Endless loop in Text::Format::reformat()

G

Gunnar Hjalmarsson

It has happened recently (twice) that invoking CGI::ContactForm at my
web site has resulted in endless loops, which have made the web server
error log grow to about 700 Mb in a couple of seconds, thus consuming
the remaining space of my VPS. :(

This is what was written repeatedly to the error log: "Use of
uninitialized value in concatenation (.) or string at
/usr/lib/perl5/site_perl/5.8.1/CGI/ContactForm.pm line 600."

Line 600 of ContactForm.pm consists of:

push @output, "$1 ";

and to see it in context, a URL to the CVS repository:
http://gunnar.cc/cgi-bin/cvsweb.cgi/contactform/lib/CGI/ContactForm.pm?annotate=1.45;cvsroot=gunnar

The code in question is the reformat() subroutine, which was copied from
the module Text::Format.
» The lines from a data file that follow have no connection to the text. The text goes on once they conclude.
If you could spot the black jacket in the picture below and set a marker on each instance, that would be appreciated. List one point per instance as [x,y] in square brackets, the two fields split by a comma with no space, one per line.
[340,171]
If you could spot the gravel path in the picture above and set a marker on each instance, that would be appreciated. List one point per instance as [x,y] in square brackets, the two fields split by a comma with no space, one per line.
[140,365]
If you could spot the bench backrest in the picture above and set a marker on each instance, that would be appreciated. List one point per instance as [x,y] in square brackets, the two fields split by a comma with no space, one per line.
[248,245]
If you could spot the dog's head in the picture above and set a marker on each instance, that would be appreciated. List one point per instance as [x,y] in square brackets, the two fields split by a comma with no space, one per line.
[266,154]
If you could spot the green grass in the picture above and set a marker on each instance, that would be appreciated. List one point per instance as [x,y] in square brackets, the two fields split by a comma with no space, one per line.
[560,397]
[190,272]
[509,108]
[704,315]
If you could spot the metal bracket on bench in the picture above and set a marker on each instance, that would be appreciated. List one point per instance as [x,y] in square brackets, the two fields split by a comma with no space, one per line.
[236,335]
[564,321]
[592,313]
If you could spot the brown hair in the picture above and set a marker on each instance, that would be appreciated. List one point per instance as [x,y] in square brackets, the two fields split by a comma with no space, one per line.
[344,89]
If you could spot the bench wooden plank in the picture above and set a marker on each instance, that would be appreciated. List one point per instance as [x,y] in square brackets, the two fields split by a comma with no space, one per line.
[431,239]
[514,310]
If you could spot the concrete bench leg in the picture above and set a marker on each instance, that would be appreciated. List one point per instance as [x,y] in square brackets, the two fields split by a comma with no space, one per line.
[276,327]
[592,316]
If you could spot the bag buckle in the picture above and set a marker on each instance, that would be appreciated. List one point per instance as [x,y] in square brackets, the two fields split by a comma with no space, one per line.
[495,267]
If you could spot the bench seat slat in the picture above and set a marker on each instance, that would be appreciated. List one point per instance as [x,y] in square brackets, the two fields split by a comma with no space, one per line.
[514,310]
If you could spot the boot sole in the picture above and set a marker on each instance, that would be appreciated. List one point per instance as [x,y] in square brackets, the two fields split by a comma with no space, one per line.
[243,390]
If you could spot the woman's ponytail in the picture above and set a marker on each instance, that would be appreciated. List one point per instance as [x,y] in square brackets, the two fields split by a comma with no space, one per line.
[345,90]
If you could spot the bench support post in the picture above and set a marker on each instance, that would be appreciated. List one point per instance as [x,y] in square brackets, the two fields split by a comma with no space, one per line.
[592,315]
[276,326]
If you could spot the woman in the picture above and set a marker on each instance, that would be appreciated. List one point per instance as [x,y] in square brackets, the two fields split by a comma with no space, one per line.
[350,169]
It's used to format the body nicely before
sending a message.

I have failed to figure out what kind of data that might cause
reformat() to go into those endless loops. Therefore, any idea of what
the problem is would be much appreciated.
 
B

Brian McCauley

Gunnar said:
It has happened recently (twice) that invoking CGI::ContactForm at my
web site has resulted in endless loops, which have made the web server
error log grow to about 700 Mb in a couple of seconds, thus consuming
the remaining space of my VPS. :(

This is what was written repeatedly to the error log: "Use of
uninitialized value in concatenation (.) or string at
/usr/lib/perl5/site_perl/5.8.1/CGI/ContactForm.pm line 600."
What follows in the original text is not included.